In other words: sex has evolved, and the Holy Spirit must guide us toward sexual ethics and morality...biblical examples and models are no longer prescriptive.

And at the end of the day, the only time God disapproves of our approach to sex is when it becomes about something other than or is destructive to abundant life.

God does not want to micro-manage your sex life.
The Church isn't supposed to, either.
So, I put the question: How can Christians be better witnesses of the Good News about sex?

1 comment:

  1. This is such a well written, thought provoking writing! Thank you Ryan!

    Sex is indeed a nexus of body, mind, and emotion. I would add sensations to that mix.

    This writing motivated me to open my study Bible to the Ruth and Naomi story (Ruth is Naomi’s daughter-in-law, not her “friend”). The comments throughout the chapters make it clear that the moral integrity of Ruth, Naomi and Boaz is never in doubt. Naomi’s advice is to appeal to Boaz’s kinsman-redeemer obligation to protect the interests of needy members of the extended family.
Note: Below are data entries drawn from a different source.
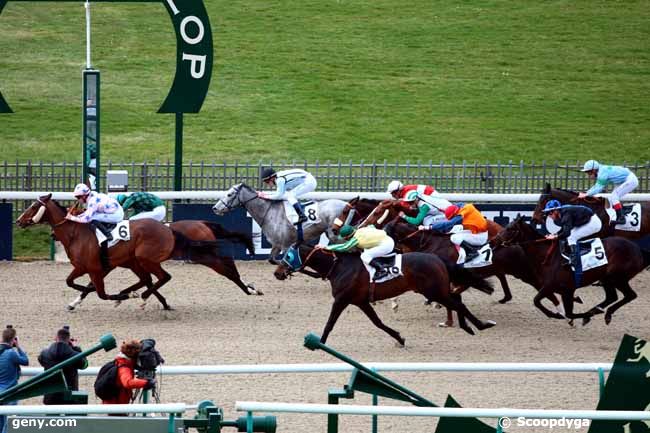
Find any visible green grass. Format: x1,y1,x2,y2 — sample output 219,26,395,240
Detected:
0,0,650,161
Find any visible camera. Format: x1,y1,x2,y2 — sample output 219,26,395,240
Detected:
135,338,165,379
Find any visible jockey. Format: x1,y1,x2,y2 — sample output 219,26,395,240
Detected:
259,167,316,225
117,191,167,221
544,200,603,287
325,225,395,281
65,183,124,241
445,203,488,262
578,159,639,224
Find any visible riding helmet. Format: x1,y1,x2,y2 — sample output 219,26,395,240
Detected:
262,167,275,182
581,159,600,171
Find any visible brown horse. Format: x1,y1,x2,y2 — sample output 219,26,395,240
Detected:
533,183,650,239
16,194,223,309
494,217,650,324
274,244,495,346
58,220,264,310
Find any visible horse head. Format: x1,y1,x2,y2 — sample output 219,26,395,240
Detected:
330,196,359,235
16,193,52,229
212,183,257,215
494,215,541,246
273,244,336,280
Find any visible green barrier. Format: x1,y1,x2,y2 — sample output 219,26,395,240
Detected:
0,334,117,404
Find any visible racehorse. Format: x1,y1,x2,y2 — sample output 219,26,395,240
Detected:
274,244,495,346
494,217,650,324
533,183,650,239
56,220,264,310
212,183,345,260
16,194,223,309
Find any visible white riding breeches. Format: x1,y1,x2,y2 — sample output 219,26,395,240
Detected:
129,206,167,221
90,207,124,224
609,173,639,206
449,230,488,247
280,174,316,206
422,212,446,226
361,236,395,267
567,215,603,245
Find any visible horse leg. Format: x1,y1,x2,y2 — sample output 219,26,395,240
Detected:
582,282,618,325
65,268,95,311
320,298,350,344
533,286,566,319
443,293,496,335
199,257,264,295
357,302,404,347
496,273,512,304
605,281,637,325
140,263,172,310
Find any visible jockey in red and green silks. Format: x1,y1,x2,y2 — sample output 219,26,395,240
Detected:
579,160,639,224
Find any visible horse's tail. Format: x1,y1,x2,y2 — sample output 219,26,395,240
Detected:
203,221,255,255
443,260,494,295
172,229,219,261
Thru the selfless acts of Boaz and Ruth, Naomi went from empty and desolate to full and happy. I agree that it would have been selfish of Boaz to say no to Ruth.

    Biblical times and our world today are so very different. The Ruth and Boaz story would be a soap opera story line today. The status of women in Biblical times gave sex the business, duty, and life sustaining attributes it has in the Bible. I agree that sex is very much bound by cultural constructs. You summed it up in the 4th to the last paragraph talking about today’s social security.

    Now the answer to your final question:
    I am going to try real hard to answer this. It’s a doozy!
    The good news about sex is that it is now free from all the requirements of social security that were found in Biblical times and leaves us with new benefits and blessings. We need to respect these promotions. It also leaves us with new responsibilities. I will speak on my feelings about sex within the boundaries of marriage. (Sex outside of marriage is another blog post!)
    I feel we have a responsibility to uphold an abundant life with our spouse by maintaining fidelity in the marriage bond. I think our witness about sex should reveal trust, commitment, confidence and conviction. God wants us to build, conserve, and sustain our abundant life. That includes maintaining the relationship we have with a spouse with love and consideration for each other. Unselfishness and thoughtfulness should be part of our everyday actions.